The market sentiment doesn't seem so euphoric if you look beneath the surface

Source: Wikimedia Commons

This post first appeared on Joe Fahmy: The next big move.

There are 4 types of people in this market:

1) The first type is the investor who is sitting out, mostly in cash, barely invested, or refuses to participate. They either feel the market is overvalued or about to crash any day. It’s impossible to help these people because they have already made up their mind about what the market SHOULD do rather than focusing on what it is ACTUALLY doing. For example, a potential client I spoke to said he wouldn’t feel comfortable investing money until the Dow Jones drops back down to 14,000. I told him we were most likely going to 20,000 or higher but he laughed and said “no thanks!” This was almost two years ago and he is still in cash.

2) The miserable person who tries to short and fade everything every day. You might think “who the heck is still shorting this market?” You’d be surprised! There are so many traders I talk to who continue to be obsessed with shorting. I have nothing against shorting, I just don’t believe in shorting in a bull market. Many of these traders wait anxiously for “end of the world” type headlines to cross the newswires and cheer for disasters. The funny thing is we’ve seen so many ugly headlines such as nuclear missile launches, terrorist attacks, deadly viruses, and dramatic elections all over the world but still the market barely drops and keeps marching on.
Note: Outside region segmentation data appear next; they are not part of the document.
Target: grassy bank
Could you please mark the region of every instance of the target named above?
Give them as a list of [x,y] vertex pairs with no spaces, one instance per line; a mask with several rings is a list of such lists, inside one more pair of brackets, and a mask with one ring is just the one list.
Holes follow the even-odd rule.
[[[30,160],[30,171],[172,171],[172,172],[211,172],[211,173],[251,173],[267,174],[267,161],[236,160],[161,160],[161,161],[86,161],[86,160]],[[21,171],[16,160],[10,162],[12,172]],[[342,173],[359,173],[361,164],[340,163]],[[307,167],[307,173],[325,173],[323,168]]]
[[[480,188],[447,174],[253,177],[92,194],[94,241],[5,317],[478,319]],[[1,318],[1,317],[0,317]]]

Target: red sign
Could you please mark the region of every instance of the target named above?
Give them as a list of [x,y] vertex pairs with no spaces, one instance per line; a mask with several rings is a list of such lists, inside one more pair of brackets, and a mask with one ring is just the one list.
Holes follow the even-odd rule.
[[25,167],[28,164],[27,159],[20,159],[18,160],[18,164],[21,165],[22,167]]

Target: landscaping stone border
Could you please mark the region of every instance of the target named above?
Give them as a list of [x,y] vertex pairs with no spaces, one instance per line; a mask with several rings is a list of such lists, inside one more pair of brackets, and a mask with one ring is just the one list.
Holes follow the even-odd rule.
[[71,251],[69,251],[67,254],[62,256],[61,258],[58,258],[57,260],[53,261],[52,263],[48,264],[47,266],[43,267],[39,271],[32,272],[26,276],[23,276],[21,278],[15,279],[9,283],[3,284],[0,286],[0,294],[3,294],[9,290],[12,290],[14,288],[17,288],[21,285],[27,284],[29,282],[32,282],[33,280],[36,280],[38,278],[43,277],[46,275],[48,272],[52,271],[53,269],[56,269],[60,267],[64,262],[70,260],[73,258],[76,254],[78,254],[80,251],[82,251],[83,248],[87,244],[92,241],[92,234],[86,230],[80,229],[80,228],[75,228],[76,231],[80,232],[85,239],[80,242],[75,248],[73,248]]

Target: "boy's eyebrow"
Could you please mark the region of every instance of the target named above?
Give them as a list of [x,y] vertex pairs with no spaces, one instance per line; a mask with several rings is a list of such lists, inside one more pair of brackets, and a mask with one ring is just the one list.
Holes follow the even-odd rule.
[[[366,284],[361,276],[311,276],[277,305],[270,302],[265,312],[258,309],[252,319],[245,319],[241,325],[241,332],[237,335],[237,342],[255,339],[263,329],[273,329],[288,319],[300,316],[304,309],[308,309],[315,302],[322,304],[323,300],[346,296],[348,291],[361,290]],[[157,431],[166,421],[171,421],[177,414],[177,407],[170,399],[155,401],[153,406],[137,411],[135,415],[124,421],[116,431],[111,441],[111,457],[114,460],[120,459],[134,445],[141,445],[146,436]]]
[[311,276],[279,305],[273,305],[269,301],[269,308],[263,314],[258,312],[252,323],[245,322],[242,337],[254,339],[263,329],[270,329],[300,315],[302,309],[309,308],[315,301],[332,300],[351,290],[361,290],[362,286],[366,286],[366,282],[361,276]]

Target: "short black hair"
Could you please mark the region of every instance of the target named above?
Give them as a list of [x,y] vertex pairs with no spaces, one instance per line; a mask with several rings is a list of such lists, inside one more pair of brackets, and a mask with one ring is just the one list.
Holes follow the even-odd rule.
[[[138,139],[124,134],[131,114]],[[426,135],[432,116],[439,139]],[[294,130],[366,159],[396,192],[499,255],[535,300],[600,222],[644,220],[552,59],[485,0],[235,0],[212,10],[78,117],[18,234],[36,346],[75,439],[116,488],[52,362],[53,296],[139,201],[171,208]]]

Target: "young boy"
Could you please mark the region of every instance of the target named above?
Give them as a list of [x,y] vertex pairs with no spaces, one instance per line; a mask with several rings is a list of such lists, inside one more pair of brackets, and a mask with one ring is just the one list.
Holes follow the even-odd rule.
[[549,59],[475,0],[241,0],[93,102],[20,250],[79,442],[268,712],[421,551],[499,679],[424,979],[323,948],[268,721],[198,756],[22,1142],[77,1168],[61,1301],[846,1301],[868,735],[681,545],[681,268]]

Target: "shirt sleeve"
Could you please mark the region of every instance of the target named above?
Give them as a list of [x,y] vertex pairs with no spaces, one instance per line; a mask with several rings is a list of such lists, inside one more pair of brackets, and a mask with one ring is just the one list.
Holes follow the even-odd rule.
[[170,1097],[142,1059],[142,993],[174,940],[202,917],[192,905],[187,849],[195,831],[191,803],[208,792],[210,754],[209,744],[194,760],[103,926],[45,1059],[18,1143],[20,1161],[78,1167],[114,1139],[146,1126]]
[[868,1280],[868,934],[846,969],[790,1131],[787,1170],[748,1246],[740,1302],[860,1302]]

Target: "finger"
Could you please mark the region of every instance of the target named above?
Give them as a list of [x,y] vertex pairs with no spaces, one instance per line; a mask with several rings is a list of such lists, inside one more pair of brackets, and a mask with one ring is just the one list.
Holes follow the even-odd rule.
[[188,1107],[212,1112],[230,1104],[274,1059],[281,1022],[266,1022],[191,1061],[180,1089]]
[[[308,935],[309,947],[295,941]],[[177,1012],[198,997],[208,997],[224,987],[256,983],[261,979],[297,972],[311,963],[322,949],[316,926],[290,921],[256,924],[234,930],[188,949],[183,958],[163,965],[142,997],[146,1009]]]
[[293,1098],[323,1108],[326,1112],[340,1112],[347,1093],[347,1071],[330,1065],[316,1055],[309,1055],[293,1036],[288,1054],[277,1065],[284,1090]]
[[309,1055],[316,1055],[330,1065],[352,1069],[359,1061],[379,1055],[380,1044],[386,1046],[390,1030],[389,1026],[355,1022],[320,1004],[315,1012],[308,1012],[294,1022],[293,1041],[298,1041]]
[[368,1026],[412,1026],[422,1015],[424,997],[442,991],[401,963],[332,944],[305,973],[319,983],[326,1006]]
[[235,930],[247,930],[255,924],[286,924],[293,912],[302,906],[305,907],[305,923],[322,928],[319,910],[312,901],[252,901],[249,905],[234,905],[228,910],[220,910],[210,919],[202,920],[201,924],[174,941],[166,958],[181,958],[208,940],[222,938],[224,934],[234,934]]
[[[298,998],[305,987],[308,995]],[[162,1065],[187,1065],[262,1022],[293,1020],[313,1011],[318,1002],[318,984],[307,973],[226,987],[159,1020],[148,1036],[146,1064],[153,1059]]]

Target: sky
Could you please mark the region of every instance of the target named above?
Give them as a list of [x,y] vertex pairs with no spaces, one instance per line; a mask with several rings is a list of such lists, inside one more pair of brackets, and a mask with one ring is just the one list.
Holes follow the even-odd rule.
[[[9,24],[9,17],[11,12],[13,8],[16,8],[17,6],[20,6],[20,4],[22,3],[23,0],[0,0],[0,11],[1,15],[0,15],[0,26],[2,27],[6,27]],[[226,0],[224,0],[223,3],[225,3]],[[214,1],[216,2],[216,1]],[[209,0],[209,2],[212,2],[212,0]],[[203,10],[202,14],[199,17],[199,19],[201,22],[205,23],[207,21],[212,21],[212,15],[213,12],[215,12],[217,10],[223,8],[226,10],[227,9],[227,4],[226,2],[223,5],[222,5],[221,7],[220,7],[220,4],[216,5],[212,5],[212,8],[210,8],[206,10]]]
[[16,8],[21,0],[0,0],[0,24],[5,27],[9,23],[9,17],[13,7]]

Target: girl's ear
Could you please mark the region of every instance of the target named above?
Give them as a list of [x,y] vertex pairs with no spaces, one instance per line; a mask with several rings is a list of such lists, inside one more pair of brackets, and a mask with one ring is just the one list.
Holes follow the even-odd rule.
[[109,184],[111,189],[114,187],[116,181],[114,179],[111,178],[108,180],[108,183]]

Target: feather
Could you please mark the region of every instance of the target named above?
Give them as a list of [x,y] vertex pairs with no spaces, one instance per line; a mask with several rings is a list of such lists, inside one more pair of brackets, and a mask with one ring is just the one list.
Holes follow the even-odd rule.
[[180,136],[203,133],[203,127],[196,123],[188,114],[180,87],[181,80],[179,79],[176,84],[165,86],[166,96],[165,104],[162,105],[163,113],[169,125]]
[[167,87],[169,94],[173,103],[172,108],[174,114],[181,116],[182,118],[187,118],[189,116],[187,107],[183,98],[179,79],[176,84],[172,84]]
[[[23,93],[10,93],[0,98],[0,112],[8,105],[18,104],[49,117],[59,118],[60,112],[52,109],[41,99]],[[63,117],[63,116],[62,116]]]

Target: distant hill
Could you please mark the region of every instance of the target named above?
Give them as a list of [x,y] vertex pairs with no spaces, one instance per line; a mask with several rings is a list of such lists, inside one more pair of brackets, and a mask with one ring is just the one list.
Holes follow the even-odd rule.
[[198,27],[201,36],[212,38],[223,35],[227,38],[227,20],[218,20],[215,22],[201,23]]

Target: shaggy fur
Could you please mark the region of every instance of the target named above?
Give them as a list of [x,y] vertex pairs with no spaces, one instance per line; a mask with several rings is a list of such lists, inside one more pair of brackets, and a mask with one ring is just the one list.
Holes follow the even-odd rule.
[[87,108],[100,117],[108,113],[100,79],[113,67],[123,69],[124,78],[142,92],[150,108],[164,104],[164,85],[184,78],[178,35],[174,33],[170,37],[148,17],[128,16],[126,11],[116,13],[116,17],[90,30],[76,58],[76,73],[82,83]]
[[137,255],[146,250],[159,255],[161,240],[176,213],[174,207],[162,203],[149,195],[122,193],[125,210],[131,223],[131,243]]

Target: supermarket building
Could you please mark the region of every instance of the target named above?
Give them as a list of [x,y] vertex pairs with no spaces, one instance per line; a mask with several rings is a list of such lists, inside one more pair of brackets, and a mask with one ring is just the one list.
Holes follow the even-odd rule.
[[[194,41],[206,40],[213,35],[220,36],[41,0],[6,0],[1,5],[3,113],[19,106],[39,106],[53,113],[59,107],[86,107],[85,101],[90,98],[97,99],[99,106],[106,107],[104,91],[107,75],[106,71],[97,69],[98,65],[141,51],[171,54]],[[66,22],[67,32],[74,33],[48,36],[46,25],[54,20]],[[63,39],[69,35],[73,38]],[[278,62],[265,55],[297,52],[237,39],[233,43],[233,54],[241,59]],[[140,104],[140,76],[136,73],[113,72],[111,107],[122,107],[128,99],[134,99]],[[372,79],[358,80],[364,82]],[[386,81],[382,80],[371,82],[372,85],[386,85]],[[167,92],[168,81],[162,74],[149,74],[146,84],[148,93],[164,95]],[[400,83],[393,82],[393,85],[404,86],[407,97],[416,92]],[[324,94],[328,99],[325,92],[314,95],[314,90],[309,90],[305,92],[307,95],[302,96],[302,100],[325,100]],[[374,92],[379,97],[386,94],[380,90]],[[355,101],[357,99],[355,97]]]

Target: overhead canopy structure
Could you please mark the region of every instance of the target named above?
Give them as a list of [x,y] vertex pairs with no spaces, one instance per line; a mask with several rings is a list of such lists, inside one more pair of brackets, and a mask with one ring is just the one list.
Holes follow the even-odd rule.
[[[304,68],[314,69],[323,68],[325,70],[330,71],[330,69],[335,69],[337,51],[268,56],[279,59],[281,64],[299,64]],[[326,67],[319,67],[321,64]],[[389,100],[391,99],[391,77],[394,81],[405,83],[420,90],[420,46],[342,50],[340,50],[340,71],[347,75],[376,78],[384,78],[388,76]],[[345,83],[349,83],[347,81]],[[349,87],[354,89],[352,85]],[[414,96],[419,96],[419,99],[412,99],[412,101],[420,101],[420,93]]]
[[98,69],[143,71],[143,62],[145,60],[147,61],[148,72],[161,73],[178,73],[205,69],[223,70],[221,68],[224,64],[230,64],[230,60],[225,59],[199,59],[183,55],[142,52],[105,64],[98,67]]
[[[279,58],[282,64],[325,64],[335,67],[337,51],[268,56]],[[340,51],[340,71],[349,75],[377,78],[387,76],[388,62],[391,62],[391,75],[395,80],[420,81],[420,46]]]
You would think they would take a hint from the market’s insane resilience but deep down inside these people don’t want to be successful. I sometimes wonder how they have any money left.

3) The nervous bull. Many traders I know are loaded up. They are concentrated in 5 to 50 stocks/ETFs but they all have one thing in common: The second we get a minor sell program or a big down day, they RUSH for the exits! They do this by either selling positions, buying puts, shorting stocks, buying those toxic VIX products, or raising cash. They might be fully invested or even on margin, but they are watching every tick with the mentality this will end at any second. Even if they don’t rush for protection, they get nervous, freeze, and pray that we bounce. So far, so good because we keep bouncing.

4) The fat cat. This person is loaded up on margin, doesn’t have a care in the world, thinks every dip is a huge buying opportunity, and is convinced the market is going much higher. They don’t care about a -2% drop in the market because the market will just get it back the next day. Very few people are in this category.

The point of this blog post is that the majority of people fall into the first three types, and I consider those categories to be bearish or nervous. The market may seem frothy because it seems to just grind higher every day, but beneath the surface, the sentiment is nowhere close to euphoric. If you don’t believe me, go ask 10 random people what they think of the stock market and you’ll see what I’m talking about. This is a generational mentality that will take a long time to change and could be another reason why the market continues higher over the long term.